Representation by pairs of genomes
Representation with species grouped by taxonomy
What is Artemis?¶
Artemis is a free genome viewer and annotation tool that allows visualisation of sequence features and the results of sequence analyses. It also supports all six-frame translations. It has been developed at the Sanger Institute.
How to open Artemis ?¶
You can access the Artemis application by using:
Artemis region: the sequence is loaded into Artemis but only the features corresponding to the Genomic objects located in the region which is visualized in the Genome Browser are loaded.
Artemis whole genome: the sequence is loaded into Artemis and all genome features are loaded.
A new window appears with the Artemis interface. All genomic objects are listed in the bottom part of the window using their labels. You can click on the right button of your mouse and select Show Gene names to identify the objects by their gene names instead.

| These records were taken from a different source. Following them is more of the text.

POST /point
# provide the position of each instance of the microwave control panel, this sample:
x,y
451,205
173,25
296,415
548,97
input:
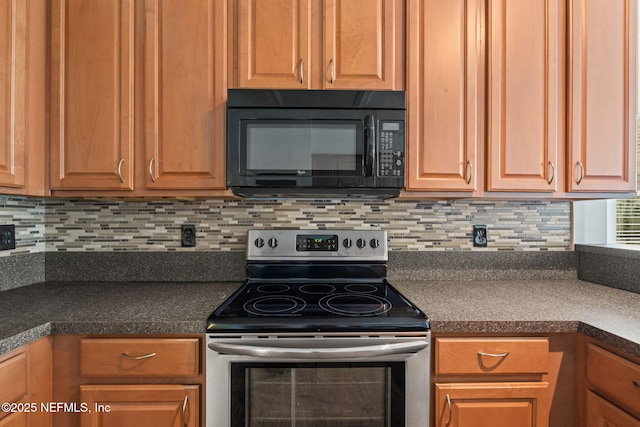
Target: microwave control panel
x,y
391,148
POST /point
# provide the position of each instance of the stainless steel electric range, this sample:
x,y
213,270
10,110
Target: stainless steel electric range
x,y
317,336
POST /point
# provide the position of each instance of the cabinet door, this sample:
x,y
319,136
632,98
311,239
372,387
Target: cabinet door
x,y
13,56
602,413
154,405
443,48
492,405
363,44
185,94
274,43
602,95
92,94
525,86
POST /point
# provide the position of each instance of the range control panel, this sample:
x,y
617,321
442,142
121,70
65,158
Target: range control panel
x,y
317,244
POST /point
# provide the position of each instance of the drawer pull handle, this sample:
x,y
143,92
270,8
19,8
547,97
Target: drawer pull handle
x,y
120,171
469,172
482,353
185,414
153,178
144,356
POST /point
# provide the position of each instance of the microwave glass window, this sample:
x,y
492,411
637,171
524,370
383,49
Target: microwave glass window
x,y
296,146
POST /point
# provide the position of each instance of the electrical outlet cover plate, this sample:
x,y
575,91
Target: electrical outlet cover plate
x,y
7,237
480,236
188,236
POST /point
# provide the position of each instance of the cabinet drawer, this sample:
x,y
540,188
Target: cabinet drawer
x,y
614,376
139,357
13,378
491,355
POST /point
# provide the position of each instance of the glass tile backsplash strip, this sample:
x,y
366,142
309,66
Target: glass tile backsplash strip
x,y
221,225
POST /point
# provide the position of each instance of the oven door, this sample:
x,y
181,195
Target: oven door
x,y
319,381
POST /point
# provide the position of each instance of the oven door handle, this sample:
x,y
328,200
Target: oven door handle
x,y
318,353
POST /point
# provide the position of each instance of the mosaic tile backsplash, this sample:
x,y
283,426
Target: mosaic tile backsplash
x,y
221,225
140,225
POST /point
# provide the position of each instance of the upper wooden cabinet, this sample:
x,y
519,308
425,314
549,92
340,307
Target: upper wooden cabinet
x,y
558,117
524,94
602,95
138,96
22,97
443,95
184,95
92,94
450,43
307,44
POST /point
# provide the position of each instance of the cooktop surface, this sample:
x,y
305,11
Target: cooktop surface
x,y
267,306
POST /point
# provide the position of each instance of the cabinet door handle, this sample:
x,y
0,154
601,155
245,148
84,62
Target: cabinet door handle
x,y
301,71
185,414
580,168
553,172
153,178
469,172
332,66
482,353
120,170
144,356
450,411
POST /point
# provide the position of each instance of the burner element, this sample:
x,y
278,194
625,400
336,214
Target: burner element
x,y
273,288
317,289
353,304
361,289
275,305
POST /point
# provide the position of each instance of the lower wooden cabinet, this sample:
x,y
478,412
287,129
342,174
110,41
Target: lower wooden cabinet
x,y
610,395
25,383
149,380
493,381
603,413
153,405
499,404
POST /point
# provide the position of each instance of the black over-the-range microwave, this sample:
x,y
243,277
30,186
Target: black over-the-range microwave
x,y
315,143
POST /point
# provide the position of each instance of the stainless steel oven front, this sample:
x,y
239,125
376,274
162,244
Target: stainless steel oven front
x,y
330,379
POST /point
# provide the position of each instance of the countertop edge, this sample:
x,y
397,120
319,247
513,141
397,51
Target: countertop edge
x,y
441,327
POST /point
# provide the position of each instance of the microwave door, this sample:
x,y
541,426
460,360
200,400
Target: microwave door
x,y
304,149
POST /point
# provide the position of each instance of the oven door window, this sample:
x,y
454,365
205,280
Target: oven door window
x,y
318,394
303,147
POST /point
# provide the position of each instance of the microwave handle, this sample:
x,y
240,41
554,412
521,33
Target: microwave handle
x,y
318,353
370,143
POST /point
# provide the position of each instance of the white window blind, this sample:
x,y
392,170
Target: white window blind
x,y
628,210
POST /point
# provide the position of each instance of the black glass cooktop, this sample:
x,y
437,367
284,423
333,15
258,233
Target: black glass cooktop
x,y
267,306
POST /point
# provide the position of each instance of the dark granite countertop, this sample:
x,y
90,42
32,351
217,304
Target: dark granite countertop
x,y
510,307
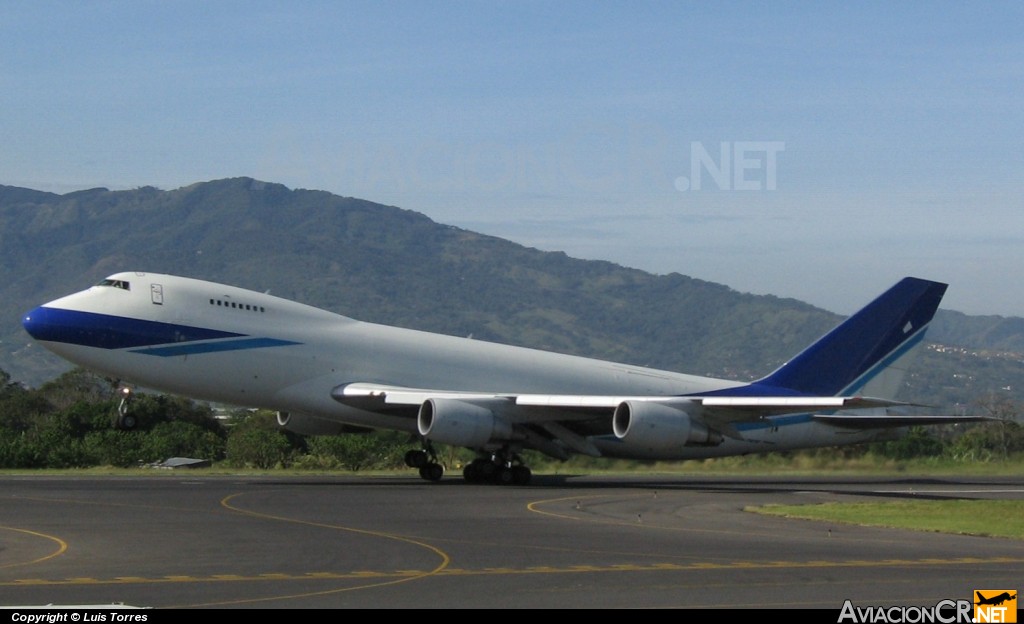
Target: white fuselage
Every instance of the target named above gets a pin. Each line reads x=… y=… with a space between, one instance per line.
x=288 y=357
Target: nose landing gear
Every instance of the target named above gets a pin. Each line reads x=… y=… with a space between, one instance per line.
x=125 y=420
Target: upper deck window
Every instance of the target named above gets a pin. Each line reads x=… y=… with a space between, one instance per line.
x=116 y=284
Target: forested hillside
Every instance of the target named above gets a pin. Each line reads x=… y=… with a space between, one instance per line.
x=391 y=265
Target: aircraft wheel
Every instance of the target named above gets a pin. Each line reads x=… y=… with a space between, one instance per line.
x=485 y=471
x=432 y=471
x=521 y=475
x=416 y=459
x=504 y=476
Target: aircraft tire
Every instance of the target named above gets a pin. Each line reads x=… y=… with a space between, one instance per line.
x=416 y=459
x=432 y=471
x=505 y=476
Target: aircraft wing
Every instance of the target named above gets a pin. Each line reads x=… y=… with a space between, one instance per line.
x=551 y=412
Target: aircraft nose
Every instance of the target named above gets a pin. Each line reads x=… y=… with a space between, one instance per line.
x=37 y=324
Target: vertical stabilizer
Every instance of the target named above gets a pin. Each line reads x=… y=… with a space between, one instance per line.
x=868 y=352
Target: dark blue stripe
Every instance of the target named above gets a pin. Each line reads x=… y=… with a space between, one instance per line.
x=107 y=331
x=212 y=347
x=849 y=351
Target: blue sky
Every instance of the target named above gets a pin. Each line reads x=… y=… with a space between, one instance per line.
x=816 y=151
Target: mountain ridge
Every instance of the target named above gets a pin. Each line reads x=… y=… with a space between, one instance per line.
x=388 y=264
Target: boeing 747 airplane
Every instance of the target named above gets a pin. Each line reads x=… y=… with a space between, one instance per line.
x=325 y=373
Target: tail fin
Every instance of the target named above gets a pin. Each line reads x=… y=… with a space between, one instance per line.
x=868 y=352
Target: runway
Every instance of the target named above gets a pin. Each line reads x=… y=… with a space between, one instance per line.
x=188 y=540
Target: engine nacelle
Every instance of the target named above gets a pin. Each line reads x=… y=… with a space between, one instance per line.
x=305 y=424
x=656 y=429
x=461 y=423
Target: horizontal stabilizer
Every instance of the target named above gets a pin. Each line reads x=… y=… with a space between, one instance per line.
x=885 y=420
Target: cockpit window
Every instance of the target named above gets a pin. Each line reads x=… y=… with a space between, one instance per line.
x=116 y=284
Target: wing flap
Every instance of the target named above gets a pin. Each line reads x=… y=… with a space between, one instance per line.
x=871 y=421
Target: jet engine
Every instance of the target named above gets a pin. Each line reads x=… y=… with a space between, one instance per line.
x=656 y=429
x=461 y=423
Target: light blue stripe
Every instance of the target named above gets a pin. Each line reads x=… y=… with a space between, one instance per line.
x=192 y=348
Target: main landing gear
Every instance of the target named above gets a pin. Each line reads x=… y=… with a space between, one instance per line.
x=426 y=461
x=503 y=468
x=125 y=421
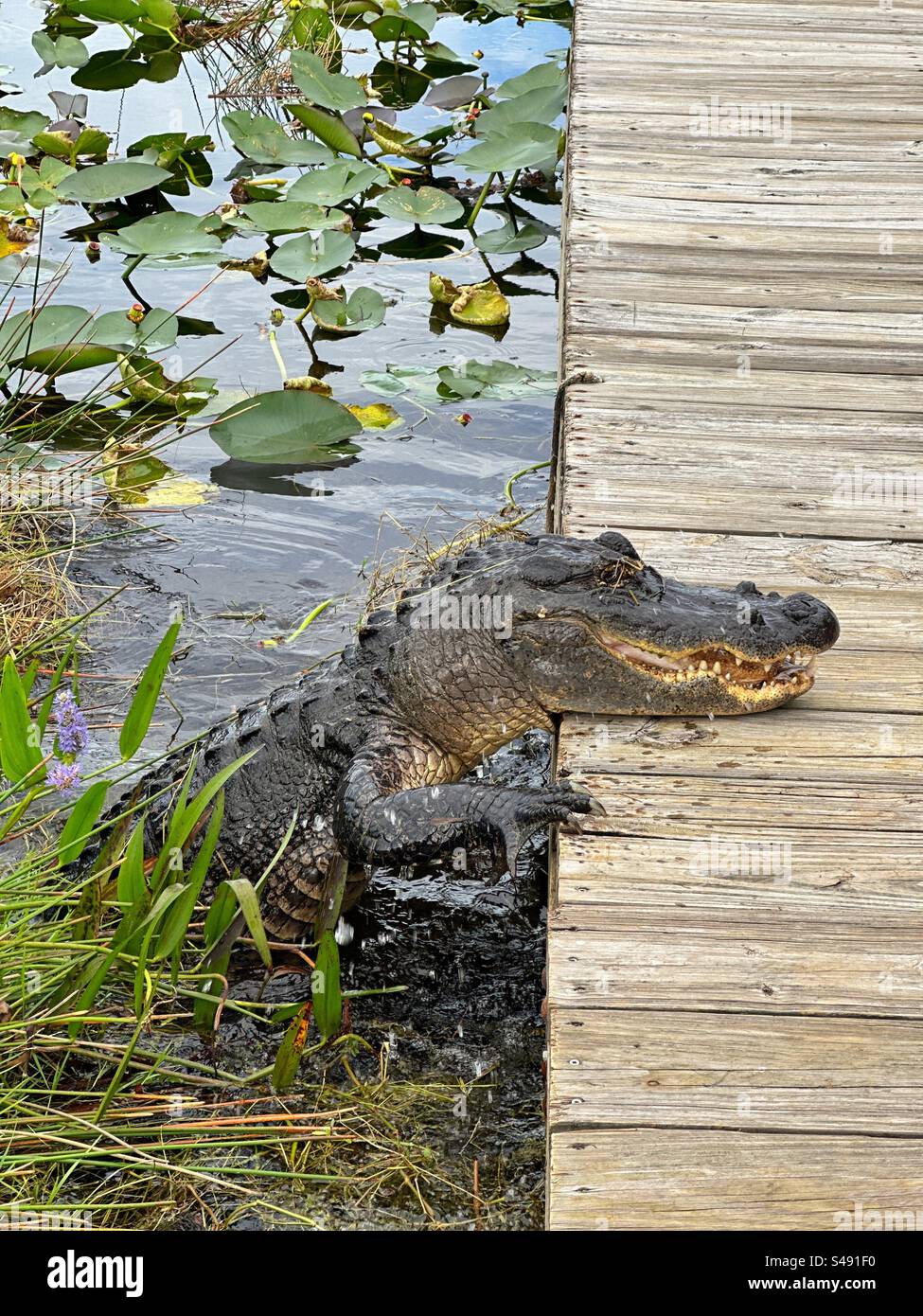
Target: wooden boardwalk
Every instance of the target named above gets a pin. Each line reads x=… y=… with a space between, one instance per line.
x=733 y=1049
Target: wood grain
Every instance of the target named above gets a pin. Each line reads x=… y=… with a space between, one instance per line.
x=734 y=951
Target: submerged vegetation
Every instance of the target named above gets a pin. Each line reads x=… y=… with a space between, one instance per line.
x=361 y=141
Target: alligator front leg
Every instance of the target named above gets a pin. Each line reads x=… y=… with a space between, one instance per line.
x=401 y=803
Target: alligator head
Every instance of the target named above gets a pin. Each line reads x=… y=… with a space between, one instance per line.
x=595 y=630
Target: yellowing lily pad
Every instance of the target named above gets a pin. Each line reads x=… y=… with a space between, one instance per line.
x=309 y=384
x=13 y=239
x=395 y=141
x=377 y=416
x=470 y=303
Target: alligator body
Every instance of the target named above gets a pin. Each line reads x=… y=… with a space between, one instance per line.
x=369 y=753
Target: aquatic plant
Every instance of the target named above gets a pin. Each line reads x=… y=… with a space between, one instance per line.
x=319 y=165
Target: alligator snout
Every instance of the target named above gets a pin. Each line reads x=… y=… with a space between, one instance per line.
x=814 y=618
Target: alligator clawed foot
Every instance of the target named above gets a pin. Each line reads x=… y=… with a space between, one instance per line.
x=532 y=810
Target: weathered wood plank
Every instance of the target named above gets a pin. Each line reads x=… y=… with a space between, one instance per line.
x=734 y=949
x=700 y=1180
x=734 y=1072
x=789 y=744
x=780 y=960
x=744 y=866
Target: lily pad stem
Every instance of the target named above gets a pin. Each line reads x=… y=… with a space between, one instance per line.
x=278 y=355
x=507 y=489
x=485 y=194
x=303 y=314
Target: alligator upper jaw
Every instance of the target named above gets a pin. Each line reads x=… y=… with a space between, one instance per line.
x=748 y=678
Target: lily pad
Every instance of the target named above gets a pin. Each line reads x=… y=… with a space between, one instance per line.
x=377 y=416
x=454 y=91
x=546 y=74
x=424 y=205
x=148 y=383
x=265 y=141
x=170 y=235
x=63 y=53
x=541 y=105
x=508 y=240
x=363 y=310
x=509 y=148
x=307 y=257
x=290 y=216
x=61 y=338
x=111 y=181
x=334 y=183
x=411 y=21
x=283 y=428
x=332 y=91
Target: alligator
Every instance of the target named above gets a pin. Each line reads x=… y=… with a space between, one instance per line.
x=369 y=753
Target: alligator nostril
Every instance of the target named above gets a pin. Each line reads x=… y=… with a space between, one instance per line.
x=797 y=610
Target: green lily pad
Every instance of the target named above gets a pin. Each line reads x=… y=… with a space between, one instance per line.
x=495 y=380
x=170 y=235
x=330 y=91
x=533 y=107
x=395 y=141
x=111 y=70
x=148 y=383
x=377 y=416
x=424 y=205
x=111 y=181
x=328 y=128
x=63 y=53
x=304 y=258
x=470 y=303
x=58 y=338
x=289 y=216
x=363 y=310
x=546 y=74
x=508 y=240
x=265 y=141
x=27 y=122
x=283 y=428
x=334 y=183
x=509 y=148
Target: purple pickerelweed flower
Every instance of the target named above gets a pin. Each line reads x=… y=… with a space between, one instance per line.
x=73 y=732
x=64 y=776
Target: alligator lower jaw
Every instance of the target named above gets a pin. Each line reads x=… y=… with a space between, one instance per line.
x=752 y=681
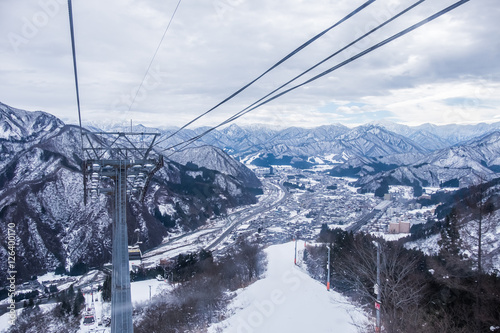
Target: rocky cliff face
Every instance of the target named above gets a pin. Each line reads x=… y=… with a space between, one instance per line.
x=41 y=192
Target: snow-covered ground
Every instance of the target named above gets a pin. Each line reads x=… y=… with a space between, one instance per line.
x=288 y=300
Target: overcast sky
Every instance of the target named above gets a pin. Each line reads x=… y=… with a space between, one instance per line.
x=448 y=71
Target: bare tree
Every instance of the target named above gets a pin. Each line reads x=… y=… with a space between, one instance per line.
x=401 y=287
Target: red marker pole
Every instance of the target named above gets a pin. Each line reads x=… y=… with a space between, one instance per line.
x=328 y=274
x=295 y=260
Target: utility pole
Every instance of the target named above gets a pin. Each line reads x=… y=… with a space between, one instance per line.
x=377 y=287
x=328 y=274
x=120 y=164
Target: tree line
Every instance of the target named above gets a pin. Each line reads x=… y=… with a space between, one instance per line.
x=420 y=293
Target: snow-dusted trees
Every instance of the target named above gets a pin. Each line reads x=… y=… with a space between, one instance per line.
x=201 y=294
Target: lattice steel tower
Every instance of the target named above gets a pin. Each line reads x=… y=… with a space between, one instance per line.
x=120 y=164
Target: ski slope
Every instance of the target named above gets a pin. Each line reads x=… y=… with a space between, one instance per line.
x=288 y=300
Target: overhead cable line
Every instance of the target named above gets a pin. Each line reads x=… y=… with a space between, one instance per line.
x=154 y=56
x=288 y=56
x=72 y=32
x=331 y=56
x=328 y=71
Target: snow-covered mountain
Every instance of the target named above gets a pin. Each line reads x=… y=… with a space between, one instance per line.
x=458 y=166
x=41 y=192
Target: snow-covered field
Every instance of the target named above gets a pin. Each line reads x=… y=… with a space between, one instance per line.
x=288 y=300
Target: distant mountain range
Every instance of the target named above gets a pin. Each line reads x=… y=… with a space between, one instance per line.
x=41 y=192
x=377 y=153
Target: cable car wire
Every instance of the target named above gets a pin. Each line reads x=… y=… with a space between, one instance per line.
x=288 y=56
x=72 y=32
x=188 y=142
x=154 y=55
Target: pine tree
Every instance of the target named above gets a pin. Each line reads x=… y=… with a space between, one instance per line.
x=79 y=303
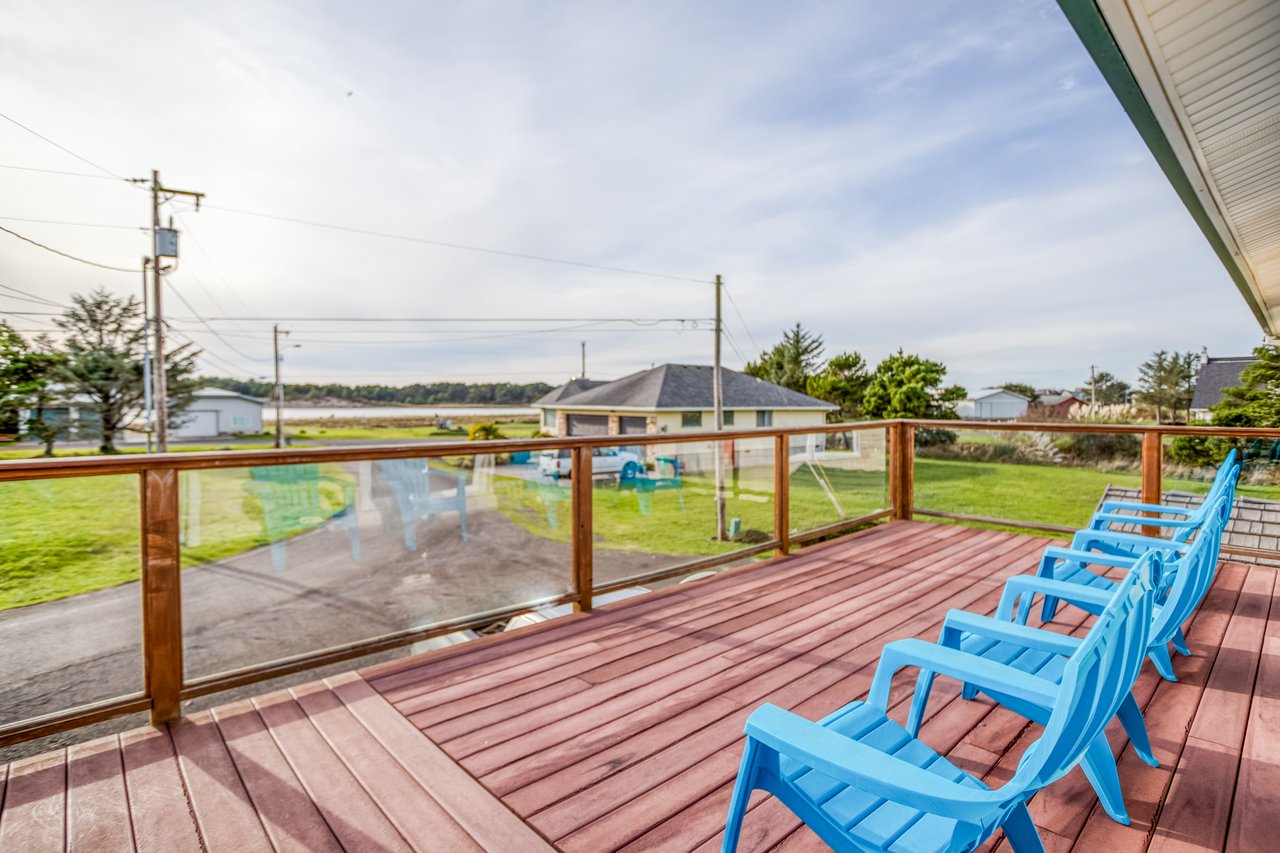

How to use Artemis to identify alternative Start codons ?¶
Double click on an object to select it in the upper part of the window. The object is then positioned at its start position.
ctrl + Y key: Artemis will propose the next possible Start position for your CDS. You can do this several times.
ctrl + U key: Undo your last action.
ctrl + Q key: Select the whole ORF.
Once you have identified an alternative Start codon, you can copy its position and change the value in the Gene annotation editor window of your gene.
What do I do if java doesn’t work on my computer ?¶
Go to the Artemis Website: http://www.sanger.ac.uk/resources/software/artemis/
Download Artemis and install it on your personal computer.
Use the Export functionality to export your genome as an EMBL file. You can then open it with your personal version of Artemis.